Die fensterlosen Längswände der Markthalle gestaltete Blankenstein wiederum mit dem bereits von den Durchfahrten bekannten Wechsel von hellgelben und hellroten Klinkern sowie glasierten Ziegeln. Über einem 31 Zentimeter hohen Granitsockel folgten im unteren Viertel der Wand hellrote Verblendersteine. Darüber schloss ein mit hellroten Formsteinen ausgeführtes Gesims die Sockelzone ab und leitete zu den oberen, hellgelb verblendeten Wandflächen über. Mit farbig glasierten Ziegeln abgesetzte Rechtecke gliederten diese Fläche im Rhythmus der Säulen. Ein Rosettenfries mit einem einfachen Gesims korrespondierte mit den Kapitellen der Gusseisensäulen und bildete den oberen Wandabschluss.
Die Querwände dominierten die durch eine Eisen-Glas-Konstruktion verschlossenen Rundbogenportale des Mittelschiffes.
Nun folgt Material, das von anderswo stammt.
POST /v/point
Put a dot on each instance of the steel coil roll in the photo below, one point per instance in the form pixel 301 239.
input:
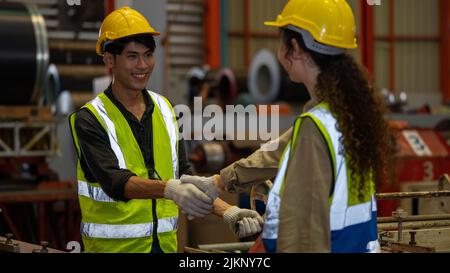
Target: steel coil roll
pixel 268 82
pixel 23 54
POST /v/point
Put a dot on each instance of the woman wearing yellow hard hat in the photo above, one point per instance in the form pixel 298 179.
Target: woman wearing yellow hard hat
pixel 323 195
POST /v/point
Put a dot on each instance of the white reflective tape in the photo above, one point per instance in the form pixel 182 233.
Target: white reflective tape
pixel 116 231
pixel 171 127
pixel 108 231
pixel 167 224
pixel 271 221
pixel 340 194
pixel 94 193
pixel 98 105
pixel 354 215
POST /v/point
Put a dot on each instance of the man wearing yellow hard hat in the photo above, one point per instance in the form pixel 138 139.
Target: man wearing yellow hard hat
pixel 129 152
pixel 130 155
pixel 322 199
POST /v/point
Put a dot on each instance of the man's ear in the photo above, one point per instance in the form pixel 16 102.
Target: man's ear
pixel 297 52
pixel 108 59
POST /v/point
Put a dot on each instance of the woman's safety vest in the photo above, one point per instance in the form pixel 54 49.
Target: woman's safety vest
pixel 353 223
pixel 109 225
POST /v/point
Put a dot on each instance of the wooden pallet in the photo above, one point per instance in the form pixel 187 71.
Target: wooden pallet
pixel 25 113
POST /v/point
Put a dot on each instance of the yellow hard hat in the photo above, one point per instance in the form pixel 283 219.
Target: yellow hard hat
pixel 122 23
pixel 330 22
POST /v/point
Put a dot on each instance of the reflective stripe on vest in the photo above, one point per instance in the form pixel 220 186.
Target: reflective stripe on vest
pixel 172 129
pixel 353 225
pixel 127 231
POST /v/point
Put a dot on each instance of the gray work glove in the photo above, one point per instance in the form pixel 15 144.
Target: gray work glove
pixel 243 222
pixel 206 184
pixel 189 198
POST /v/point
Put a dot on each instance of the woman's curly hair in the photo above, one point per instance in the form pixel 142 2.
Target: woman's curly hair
pixel 359 111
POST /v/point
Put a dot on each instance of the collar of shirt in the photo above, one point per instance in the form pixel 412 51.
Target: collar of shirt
pixel 149 105
pixel 310 104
Das Portal zum Hof an der Dorotheenstraße war etwas größer und besaß neben dem Tor für die Wagen in der Mitte links und rechts separate Türen für die Fußgänger. Das schmalere Portal am Reichstagufer, nur mit einer gemeinsamen Öffnung für Wagen und Fußgänger, begleiteten zwei Blendbögen. Eine in die Eisen-Glas-Konstruktion eingelassene Uhr zeigte den Marktbesuchern an beiden Enden des Mittelschiffes die Zeit. Die obere Wandzone, abgetrennt durch ein Gesims ungefähr auf der Höhe der Seitenschiffe, belebten drei gekoppelte Rundbogenfenster in der Mittelachse und je ein kleineres Rundbogenfenster links und rechts davon. Die Wandflächen an den Enden der Seitenschiffe erhielten neben der bereits von den Längswänden bekannten Gliederung mit verschiedenfarbigen Ziegeln zwei gekoppelte Rundbogenöffnungen. Je nach Bedarf wurden sie als Fenster oder Türen ausgebildet und führten dann zu Nebenräumen der Markthalle wie beispielsweise den Aborten. Speziell ausgezeichnet war der Zugang zur Speisewirtschaft – diese Wandfläche erhielt als einzige ein Rundbogenportal anstelle der gekoppelten Rundbogenöffnungen und war so im Marktgewimmel für die Besucher leichter zu finden.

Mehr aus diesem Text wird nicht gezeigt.